Brasília – Além dos problemas com má gestão dos recursos e receitas em queda, os estados enfrentam nos últimos tempos mais uma dificuldade para manobrar seus orçamentos: a interferência direta da Justiça. Com o sequestro cada vez mais comum de recursos “carimbados” para o pagamento de despesas como salários de servidores, alguns governadores têm infringido a Lei de Responsabilidade Fiscal.
O caso mais emblemático dessas “pedaladas legais” é do Rio de Janeiro. A Justiça mandou bloquear, em abril, R$ 649 milhões de quatro contas bancárias do estado para pagar a aposentadoria de março de 137 mil servidores. Uma gerente do Banco do Brasil foi presa por não cumprir a decisão. O BB recorreu à Justiça, com o argumento de que o estado não poderia usar os recursos do empréstimo destinado a programas sociais e obras para pagar empregados, uma despesa corrente.

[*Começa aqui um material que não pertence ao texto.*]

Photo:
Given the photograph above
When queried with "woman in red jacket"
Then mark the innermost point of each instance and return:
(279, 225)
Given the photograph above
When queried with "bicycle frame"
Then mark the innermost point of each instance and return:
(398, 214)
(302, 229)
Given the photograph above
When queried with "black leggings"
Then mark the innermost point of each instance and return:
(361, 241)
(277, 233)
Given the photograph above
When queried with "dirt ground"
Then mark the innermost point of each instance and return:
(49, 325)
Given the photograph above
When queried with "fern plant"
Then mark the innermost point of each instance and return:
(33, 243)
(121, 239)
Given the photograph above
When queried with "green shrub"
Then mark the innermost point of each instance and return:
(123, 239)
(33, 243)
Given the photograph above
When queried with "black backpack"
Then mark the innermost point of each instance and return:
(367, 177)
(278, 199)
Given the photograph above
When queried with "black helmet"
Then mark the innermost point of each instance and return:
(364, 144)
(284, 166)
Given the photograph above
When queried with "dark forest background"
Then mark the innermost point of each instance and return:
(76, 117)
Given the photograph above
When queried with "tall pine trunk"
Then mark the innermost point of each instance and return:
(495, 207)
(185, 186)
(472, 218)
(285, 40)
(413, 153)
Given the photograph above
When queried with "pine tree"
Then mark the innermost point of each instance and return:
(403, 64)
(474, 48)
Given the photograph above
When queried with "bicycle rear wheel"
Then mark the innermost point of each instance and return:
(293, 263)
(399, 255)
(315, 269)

Em nota, a Secretaria de Fazenda do Rio afirmou que os arrestos, somente em abril, ultrapassaram R$ 760 milhões, o que comprometeu o pagamento para organismos internacionais, como a Agência Francesa de Desenvolvimento (AFD) e o Banco Interamericano de Desenvolvimento (BID). A previsão é que o Rio registre rombo de R$ 7,3 bilhões este ano.
“O mesmo Judiciário que nos obriga a pagar o salário dos servidores em dia, mesmo não tendo dinheiro para cumprir, é o que dá liminares ou então bloqueia nossos recursos, tirando do gestor a discricionariedade de atender a todos”, diz o secretário da Fazenda do Rio Grande do Sul, Giovani Feltes. “É a escolha de Sofia. O gestor fica cada vez mais amarrado, sem poder fazer uma distribuição razoavelmente equânime. Somos obrigados a dar menos para a maioria por conta de decisões judiciais obrigando a privilegiar alguns”, diz Feltes.
Crítica Estado em situação mais crítica, depois do Rio de Janeiro, que deu calote na dívida externa, o Rio Grande do Sul deve fechar as contas este ano com rombo estimado em R$ 4,4 bilhões. Os gestores estaduais temem comprar briga com juízes, mas já há quem defenda que, da mesma forma que se uniram para renegociar a dívida com a União, deveriam se mobilizar para abrir um canal mais franco para discutir o assunto.
“A Justiça precisa aprender que os recursos são carimbados. Na prática, essas decisões funcionam como uma espécie de DRU”, disse José Roberto Afonso, pesquisador do Instituto Brasileiro de Economia, da Fundação Getúlio Vargas. O especialista em finanças públicas faz referência à Desvinculação das Receitas da União (DRU) que permite ao Executivo gastar livremente uma parcela do orçamento. Segundo ele, a interferência do Judiciário pode ser considerada um terceiro estágio de pedaladas. O primeiro foi burlar as despesas com pessoal e o segundo, atrasar pagamentos de benefícios aos bancos.
Saúde Os estados também reclamam do que chamam de “judicialização da saúde”. Por determinação da Justiça, as administrações são obrigadas a bancar tratamentos e remédios em casos específicos de pacientes que entram na Justiça. O governo gaúcho diz que, por ano, só com ações judiciais que obrigam o pagamento de próteses, órteses e medicamentos, gasta R$ 160 milhões. Outra situação que limita a capacidade de gestão sobre os recursos da saúde são liminares que obrigam o repasse para alguns municípios e hospitais em detrimento de outros. A cota mensal de repasse para a saúde é de R$ 180 milhões, dos quais R$ 42 milhões são destinados por ordem judicial a apenas alguns.
Voracidade
Se por um lado os governadores se queixam que as ações judiciais são um ingrediente adicional que dificulta a administração do caixa, eles usam o mesmo caminho para referendar saques de R$ 17 bilhões de depósitos judiciais. Até mesmo em ações de terceiros, que não têm o estado como uma das partes. De acordo com os números do Banco Central (BC), o estoque de depósitos judiciais beira R$ 184 bilhões. A instituição tenta impedir, por meio do Supremo Tribunal Federal (STF), que governos estaduais se apropriem dos recursos de ações das quais os Estados não fazem parte para pagar parcelas da dívida com a União, precatórios e aposentadorias de servidores. Para o BC, as leis estaduais que autorizam o uso desse dinheiro, mesmo com o respaldo de decisões judiciais, afrontam a Constituição e avançam sobre o patrimônio alheio.